This code is set up to work with python (I developed it with 3.9.4) and virtualenv. You can use these by executing (from this directory):

virtualenv .venv
source .venv/bin/activate

pip install -r requirements.txt

What this Does

The scripts here all have optional support for two kinds of conferences:

  1. A conference with only "individual papers" – that is, individual talks are submitted, and the algorithm bundles these into sessions of a given size.
  2. A conference with both "individual papers" and "sessions" – that is, where a session organizer submitted a set of talks that should be kept together.

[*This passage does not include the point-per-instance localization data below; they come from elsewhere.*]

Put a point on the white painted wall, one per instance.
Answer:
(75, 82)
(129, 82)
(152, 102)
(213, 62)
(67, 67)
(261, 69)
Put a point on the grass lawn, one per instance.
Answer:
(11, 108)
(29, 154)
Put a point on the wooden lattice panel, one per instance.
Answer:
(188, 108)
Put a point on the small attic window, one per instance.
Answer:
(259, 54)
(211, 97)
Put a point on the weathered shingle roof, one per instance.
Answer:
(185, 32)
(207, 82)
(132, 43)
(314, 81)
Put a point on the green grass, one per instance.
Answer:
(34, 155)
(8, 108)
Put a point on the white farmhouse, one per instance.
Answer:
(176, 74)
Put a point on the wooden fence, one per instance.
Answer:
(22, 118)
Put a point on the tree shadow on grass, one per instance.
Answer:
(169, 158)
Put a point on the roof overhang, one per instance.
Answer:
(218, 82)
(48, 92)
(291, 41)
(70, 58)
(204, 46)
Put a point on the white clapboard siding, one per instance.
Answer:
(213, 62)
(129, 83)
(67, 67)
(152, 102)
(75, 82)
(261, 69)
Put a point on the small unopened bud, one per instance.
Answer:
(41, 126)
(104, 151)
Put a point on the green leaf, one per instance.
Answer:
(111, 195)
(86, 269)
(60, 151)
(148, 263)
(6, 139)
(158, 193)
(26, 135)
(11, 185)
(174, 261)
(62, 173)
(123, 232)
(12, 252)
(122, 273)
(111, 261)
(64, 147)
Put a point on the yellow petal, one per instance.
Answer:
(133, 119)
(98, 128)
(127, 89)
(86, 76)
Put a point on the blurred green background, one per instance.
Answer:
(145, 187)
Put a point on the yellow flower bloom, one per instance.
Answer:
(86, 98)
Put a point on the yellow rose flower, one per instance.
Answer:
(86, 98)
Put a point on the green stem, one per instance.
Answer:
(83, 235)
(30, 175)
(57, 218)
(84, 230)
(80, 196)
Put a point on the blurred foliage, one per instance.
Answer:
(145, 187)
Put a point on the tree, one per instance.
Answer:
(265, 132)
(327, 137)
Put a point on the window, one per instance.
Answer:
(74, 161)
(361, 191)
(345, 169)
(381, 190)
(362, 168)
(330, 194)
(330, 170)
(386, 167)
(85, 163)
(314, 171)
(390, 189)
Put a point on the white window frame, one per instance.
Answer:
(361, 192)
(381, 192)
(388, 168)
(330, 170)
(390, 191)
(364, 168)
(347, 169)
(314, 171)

Also, these scripts have support for "blocks" in your conference – different categories of time-slot, where users can choose which blocks they are willing to present in. (Think, for example, of users picking between different times of day that are consistent with their local timezone for an online conference.)

In general, the algorithm here will perform the following steps:

  1. Assess the similarity between all of the paper and session abstracts in your meeting. There's a number of ways to do this, including LDA topic-modeling approaches and WordVec (word embedding) based solutions.
  2. Create an initial randomized schedule, consistent with user block preferences (if you're using those).
  3. Optimize that random schedule, by randomly swapping talks/sessions, with the goal of:
    • Maximizing the similarity within a session (i.e., putting papers together that are similar)
    • Minimizing the similarity between sessions in the same time-slot (i.e., reducing the incentive for people to jump between sessions)

There are two sets of sample data here – ISH2019 and ISH2021. The former was testing data, and only includes individual paper submissions. The latter was real data for the first schedule of the ISHPSSB 2021 conference, and includes both individual papers and sessions.

Details

Brief details about the scripts found in the src directory can be found here. In general, all of the parameters that you can configure for these scripts can be passed on the command line, and you can learn about them by calling python <script.py> --help.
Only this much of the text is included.